A lot of women understand a pap smear as something they have to do to get their birth control, and may not know much about it beyond that. I know that when I decided to get on birth control at 18, I had to go get a full well-woman exam, and all I knew was that it was awkward and the speculum was uncomfortable. It was years before I actually knew what the purpose of the exam was, beyond getting a prescription for birth control. Because a pap involves a pelvic exam, I’ve noticed some women assume that if they had a pelvic exam, a pap was done. Not true! Let’s discuss what actually goes on in a pap smear, and when and why you should do it.

Your well-woman visit consists of your breast exam, a bimanual exam (performed by the doctor with both hands, to check the size, shape, consistency, and location of the cervix and uterus), and a pap smear. The pap smear is the part that involves a speculum.

The Speculum: Everyone's Favorite (not).

The practitioner takes a small brush and collects cells from your cervix, and at the lab a cytologist examines the cells to make sure they look normal.

Normal cells mean you don’t have cancer. Abnormal cells require further testing to require if you have precancerous changes (dysplasia), or possibly cancer. Cervical cancer often has no symptoms until it’s advanced, and symptoms may include irregular bleeding, which can be caused by other things and, therefore, be overlooked. Because of this, it’s important to get your pap smear regularly even if you feel fine.

The important thing to remember about a pap smear is that it’s a cancer screening, not an infection screening. Don’t assume that because you had a pelvic exam, you had a pap! Some infection screenings require a sample of vaginal discharge, and usually this means a practitioner will require a speculum exam.

A pap smear won’t tell you if you have a sexually transmitted infection (although abnormal results may indicate the presence of high-risk HPV, a second test must be done at the lab to confirm), or a common vaginal infection such as yeast, bacterial vaginosis, or trichomonis. If you have symptoms of infection, be sure to talk to your healthcare provider.

Here’s some questions you might want to ask yourself and your health care provider:

Do I need a pap smear if:

  • I have irregular bleeding or bleeding after sex?

If you are due for one or if all infections have been ruled out, probably.

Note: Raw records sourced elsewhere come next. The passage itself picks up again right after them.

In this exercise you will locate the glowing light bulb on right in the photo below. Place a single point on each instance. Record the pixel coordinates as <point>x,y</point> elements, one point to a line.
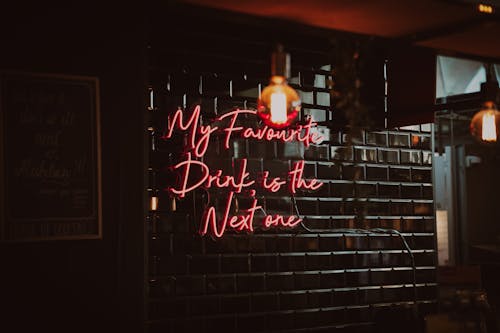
<point>279,104</point>
<point>485,124</point>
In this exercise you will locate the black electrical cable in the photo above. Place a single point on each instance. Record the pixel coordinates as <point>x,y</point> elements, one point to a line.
<point>371,231</point>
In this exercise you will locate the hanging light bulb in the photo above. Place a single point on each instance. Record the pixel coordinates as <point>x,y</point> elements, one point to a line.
<point>485,124</point>
<point>279,104</point>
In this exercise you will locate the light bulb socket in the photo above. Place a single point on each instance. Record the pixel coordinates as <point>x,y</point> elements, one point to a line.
<point>280,63</point>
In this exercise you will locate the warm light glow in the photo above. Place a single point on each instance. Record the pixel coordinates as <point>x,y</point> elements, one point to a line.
<point>279,104</point>
<point>278,108</point>
<point>485,124</point>
<point>489,132</point>
<point>485,8</point>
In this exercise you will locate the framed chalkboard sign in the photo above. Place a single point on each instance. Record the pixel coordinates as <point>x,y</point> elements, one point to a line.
<point>50,157</point>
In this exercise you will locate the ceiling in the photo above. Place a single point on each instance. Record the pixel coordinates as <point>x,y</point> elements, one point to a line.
<point>450,26</point>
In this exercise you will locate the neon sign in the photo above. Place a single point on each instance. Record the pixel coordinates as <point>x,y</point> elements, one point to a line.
<point>198,139</point>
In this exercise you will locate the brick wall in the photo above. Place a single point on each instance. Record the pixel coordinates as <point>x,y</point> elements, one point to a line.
<point>317,276</point>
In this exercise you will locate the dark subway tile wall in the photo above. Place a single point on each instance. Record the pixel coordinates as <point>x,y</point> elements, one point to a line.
<point>316,277</point>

Ask your healthcare provider!

  • I have discharge, odor, or pain during sex?

You definitely need an infection screening, which will involve the provider inserting a speculum and taking a sample of discharge for testing. They most likely will not do a pap at this time.

  • I want to get tested for STIs?

A pap doesn’t directly test you for HPV or other STIs. You can get screened for most infections through urine and blood tests.

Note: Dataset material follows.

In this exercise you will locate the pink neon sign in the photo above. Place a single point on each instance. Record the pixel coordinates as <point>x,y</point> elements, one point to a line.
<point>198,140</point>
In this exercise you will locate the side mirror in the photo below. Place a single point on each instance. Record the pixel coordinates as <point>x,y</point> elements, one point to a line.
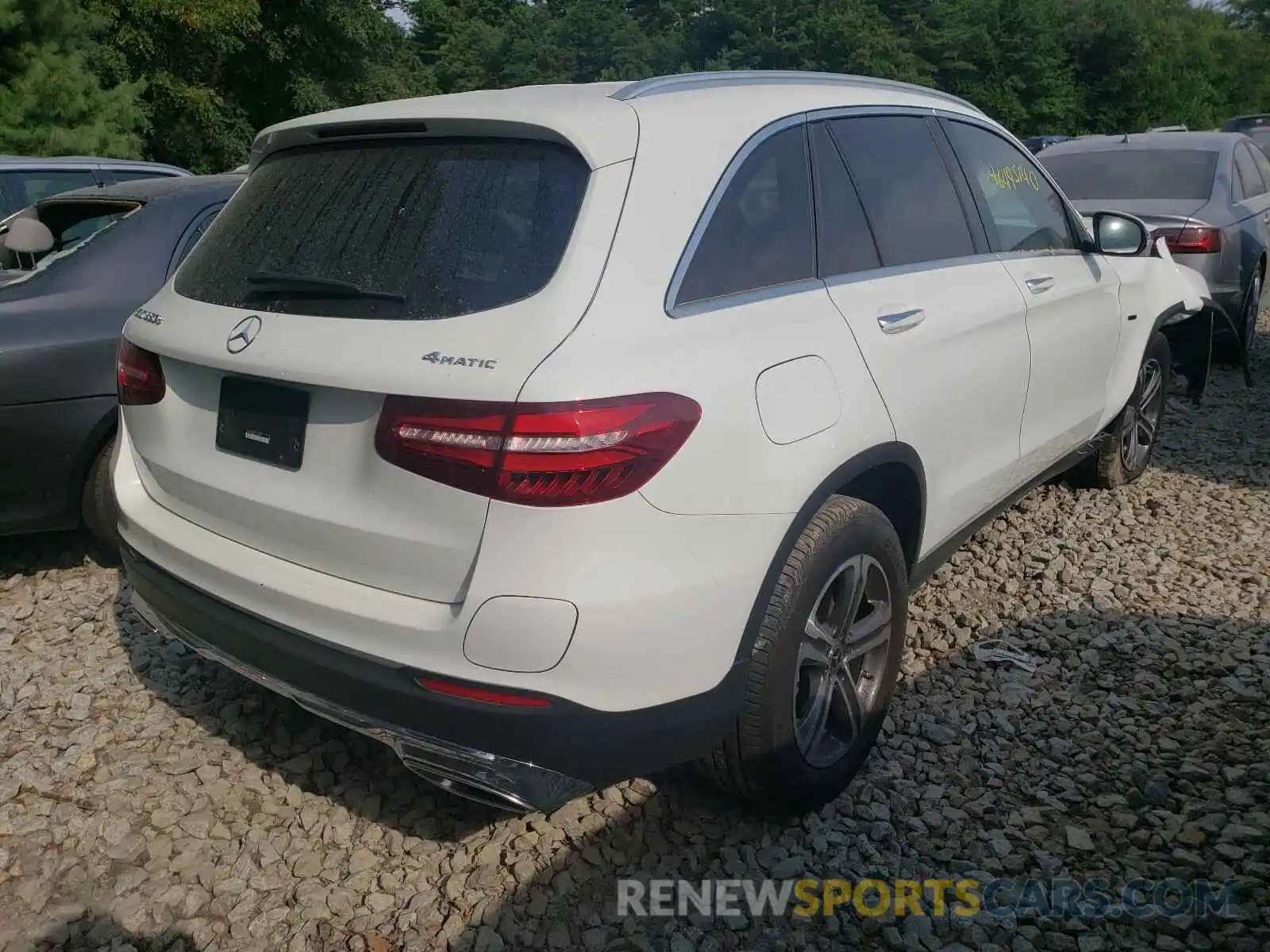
<point>1118,234</point>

For routine pap screenings, current testing guidelines state:”It depends on your age and health history. Talk with your doctor about what is best for you.”

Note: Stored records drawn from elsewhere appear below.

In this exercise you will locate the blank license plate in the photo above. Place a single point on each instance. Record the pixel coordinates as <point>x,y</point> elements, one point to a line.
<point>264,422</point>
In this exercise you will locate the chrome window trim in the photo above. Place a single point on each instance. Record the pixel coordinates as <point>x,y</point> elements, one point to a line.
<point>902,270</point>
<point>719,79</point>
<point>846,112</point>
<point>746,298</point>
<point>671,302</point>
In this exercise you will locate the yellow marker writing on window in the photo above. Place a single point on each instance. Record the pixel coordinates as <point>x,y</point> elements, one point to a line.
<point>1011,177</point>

Most women can follow these guidelines:

  • Starting at age 21, have a Pap test every 2 years.
  • If you are 30 years old and older and have had 3 normal Pap tests for 3 years in a row, talk to your doctor about spacing out Pap tests to every 3 years.
  • If you are over 65 years old, ask your doctor if you can stop having Pap tests.

Ask your doctor about more frequent testing if:

  • You have a weakened immune system because of organ transplant, chemotherapy, or steroid use;
  • Your mother was exposed to diethylstilbestrol (DES) while pregnant; or
  • You are HIV-positive

If you are younger than 21 and require birth control, ask your healthcare provider what you need to do to get a prescription without a pap smear.